Sorting was perceived to be at least somewhat useful for quantitative exercises (see Exercise 2). While all participants stated that they would potentially use such a feature for quantitative exercises, two explicitly noted that the benefit was limited if they still had to review each exercise manually, and they would prefer the ability to automatically assign points to correct answers. Sorting based on keywords for text exercises (see Exercise 1) was perceived to be less useful. While all participants, except one, thought that Automated Grouping would be useful for the presented examples (see Exercises 4 and 5), none stated that exercises with such a low level of complexity occur in their exams. Four participants expressed a willingness to apply certain structural restrictions to their exams to reduce the grading workload.

One participant emphasized the importance of thoroughly checking the result, even if the software suggests it is correct (or incorrect).

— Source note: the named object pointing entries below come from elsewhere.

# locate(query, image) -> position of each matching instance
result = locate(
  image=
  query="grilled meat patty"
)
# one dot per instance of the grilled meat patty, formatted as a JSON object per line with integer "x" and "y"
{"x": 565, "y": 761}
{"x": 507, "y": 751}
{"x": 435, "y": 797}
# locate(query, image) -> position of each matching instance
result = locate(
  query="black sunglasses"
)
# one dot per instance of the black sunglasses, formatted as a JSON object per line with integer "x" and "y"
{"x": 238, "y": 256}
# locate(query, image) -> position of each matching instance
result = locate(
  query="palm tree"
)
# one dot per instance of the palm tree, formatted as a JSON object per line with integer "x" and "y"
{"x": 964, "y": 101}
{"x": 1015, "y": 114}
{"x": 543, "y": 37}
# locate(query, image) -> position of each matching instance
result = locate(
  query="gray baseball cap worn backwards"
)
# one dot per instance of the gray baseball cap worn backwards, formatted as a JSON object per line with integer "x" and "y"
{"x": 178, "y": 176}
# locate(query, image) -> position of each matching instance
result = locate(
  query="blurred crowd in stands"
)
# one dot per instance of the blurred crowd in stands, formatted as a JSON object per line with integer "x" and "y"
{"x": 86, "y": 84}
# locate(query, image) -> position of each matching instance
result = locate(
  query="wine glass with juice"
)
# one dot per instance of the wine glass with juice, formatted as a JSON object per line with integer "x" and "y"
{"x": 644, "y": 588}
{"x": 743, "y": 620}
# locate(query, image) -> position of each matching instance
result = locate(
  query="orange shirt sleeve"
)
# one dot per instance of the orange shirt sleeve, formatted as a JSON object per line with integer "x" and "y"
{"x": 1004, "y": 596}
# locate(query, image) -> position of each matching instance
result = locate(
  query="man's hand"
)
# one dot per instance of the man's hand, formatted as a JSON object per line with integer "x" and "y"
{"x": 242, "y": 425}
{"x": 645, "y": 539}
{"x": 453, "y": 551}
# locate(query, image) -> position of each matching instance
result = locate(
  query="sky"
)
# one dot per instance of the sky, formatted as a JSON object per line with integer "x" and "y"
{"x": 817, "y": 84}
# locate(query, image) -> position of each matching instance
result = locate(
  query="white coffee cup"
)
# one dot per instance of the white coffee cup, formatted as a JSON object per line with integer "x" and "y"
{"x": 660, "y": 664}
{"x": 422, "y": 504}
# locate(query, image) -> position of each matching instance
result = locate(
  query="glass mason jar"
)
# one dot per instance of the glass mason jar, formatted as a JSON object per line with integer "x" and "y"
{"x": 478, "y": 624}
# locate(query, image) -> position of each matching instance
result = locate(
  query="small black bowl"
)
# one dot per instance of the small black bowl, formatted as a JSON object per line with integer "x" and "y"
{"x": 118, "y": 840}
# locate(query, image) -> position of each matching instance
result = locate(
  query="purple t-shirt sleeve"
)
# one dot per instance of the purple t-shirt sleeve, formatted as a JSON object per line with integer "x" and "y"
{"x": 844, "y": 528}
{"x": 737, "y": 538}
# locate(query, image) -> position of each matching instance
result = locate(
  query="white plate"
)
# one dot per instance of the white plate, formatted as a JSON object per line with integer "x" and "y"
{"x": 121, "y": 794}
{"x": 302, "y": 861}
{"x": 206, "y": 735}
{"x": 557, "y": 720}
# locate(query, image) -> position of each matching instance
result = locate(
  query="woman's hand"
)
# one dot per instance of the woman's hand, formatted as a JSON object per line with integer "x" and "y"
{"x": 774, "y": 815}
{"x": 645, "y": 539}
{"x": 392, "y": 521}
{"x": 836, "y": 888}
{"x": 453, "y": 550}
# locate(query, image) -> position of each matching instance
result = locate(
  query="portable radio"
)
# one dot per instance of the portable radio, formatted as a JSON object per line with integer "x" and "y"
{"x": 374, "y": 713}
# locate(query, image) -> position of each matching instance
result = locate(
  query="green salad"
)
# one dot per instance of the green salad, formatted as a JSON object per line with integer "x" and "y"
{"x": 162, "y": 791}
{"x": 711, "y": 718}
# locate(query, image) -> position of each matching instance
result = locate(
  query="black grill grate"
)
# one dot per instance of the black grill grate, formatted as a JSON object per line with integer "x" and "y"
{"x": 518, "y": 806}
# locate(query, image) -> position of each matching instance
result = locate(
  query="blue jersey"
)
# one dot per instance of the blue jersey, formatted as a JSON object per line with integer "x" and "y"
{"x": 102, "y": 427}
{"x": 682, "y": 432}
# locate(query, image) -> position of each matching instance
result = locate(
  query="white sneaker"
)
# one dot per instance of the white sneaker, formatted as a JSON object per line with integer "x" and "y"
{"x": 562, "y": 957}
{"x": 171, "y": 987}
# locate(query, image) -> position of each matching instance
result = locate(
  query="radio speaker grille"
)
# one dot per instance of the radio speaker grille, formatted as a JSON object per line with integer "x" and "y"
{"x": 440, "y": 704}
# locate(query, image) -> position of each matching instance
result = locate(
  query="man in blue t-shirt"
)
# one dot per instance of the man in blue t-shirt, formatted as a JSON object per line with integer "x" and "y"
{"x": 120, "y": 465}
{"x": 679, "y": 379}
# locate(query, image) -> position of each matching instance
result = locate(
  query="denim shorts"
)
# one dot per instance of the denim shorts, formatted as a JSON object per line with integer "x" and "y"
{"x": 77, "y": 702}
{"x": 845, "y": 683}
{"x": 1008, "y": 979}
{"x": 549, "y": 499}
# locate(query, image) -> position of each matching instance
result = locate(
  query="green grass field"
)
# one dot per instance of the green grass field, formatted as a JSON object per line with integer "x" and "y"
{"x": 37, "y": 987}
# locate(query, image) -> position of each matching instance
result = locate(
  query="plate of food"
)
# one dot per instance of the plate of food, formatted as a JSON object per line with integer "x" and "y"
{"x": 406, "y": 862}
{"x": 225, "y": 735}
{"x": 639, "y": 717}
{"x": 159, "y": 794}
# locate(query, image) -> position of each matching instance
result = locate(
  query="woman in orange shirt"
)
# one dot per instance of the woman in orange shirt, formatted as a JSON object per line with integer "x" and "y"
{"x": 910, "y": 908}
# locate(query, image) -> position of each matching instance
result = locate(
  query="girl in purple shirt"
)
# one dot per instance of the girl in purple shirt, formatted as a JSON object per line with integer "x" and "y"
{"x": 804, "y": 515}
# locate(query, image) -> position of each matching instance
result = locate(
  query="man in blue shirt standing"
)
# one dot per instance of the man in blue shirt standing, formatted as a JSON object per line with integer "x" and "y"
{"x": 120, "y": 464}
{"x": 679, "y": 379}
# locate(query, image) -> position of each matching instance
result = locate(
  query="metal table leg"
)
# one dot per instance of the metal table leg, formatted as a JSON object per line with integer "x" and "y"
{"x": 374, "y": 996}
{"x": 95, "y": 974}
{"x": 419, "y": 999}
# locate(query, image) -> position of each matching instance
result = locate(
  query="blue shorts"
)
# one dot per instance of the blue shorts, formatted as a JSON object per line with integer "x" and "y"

No explicit concerns were raised regarding automation, assuming it functions correctly. It appears that skepticism towards automated solutions is limited, provided that human intervention re-mains possible.

Here we present a list of feature ideas suggested by the participants in the interviews:

• Adaptive Learning: Participants expressed interest in a system that could learn from their grading patterns over time. Such a system would observe how graders evaluate responses and gradually develop the ability to make informed recommendations based on these established patterns, potentially increasing efficiency while maintaining consistency with the grader's approach.
• Student Grade Access: Several participants emphasized the importance of providing students with secure and organized access to their grades. They suggested a system that would display grades and include any feedback or annotations provided during the grading process.
• Text Recognition: Participants discussed the potential benefits of automated text recognition capabilities. This would involve the system being able to accurately read and interpret written responses, particularly for digital submissions, making the content more accessible for both grading and analysis.
• Visual Feedback During Grading: Multiple participants requested real-time visual feedback during the grading process. They envisioned a dashboard showing progress metrics such as the number of remaining responses to grade, current point distribution across the cohort, and other relevant statistics that could help maintain consistency throughout the grading session.
• Statistical Analysis: Participants expressed interest in comprehensive statistical insights about grading patterns and outcomes. This would include analytics about point distributions, common mistakes, and grading consistency across different graders or question types.
• Keyword Extraction Features: Several participants suggested implementing intelligent keyword identification within student responses. This feature would help graders quickly identify relevant terms and concepts, particularly useful for longer responses or when specific terminology is expected.
• Automatic Plot Comparison: For questions involving graphs or plots, participants proposed auto-mated comparison capabilities. This would involve using image analysis to compare student-generated plots with reference solutions, helping to identify similarities and differences more efficiently.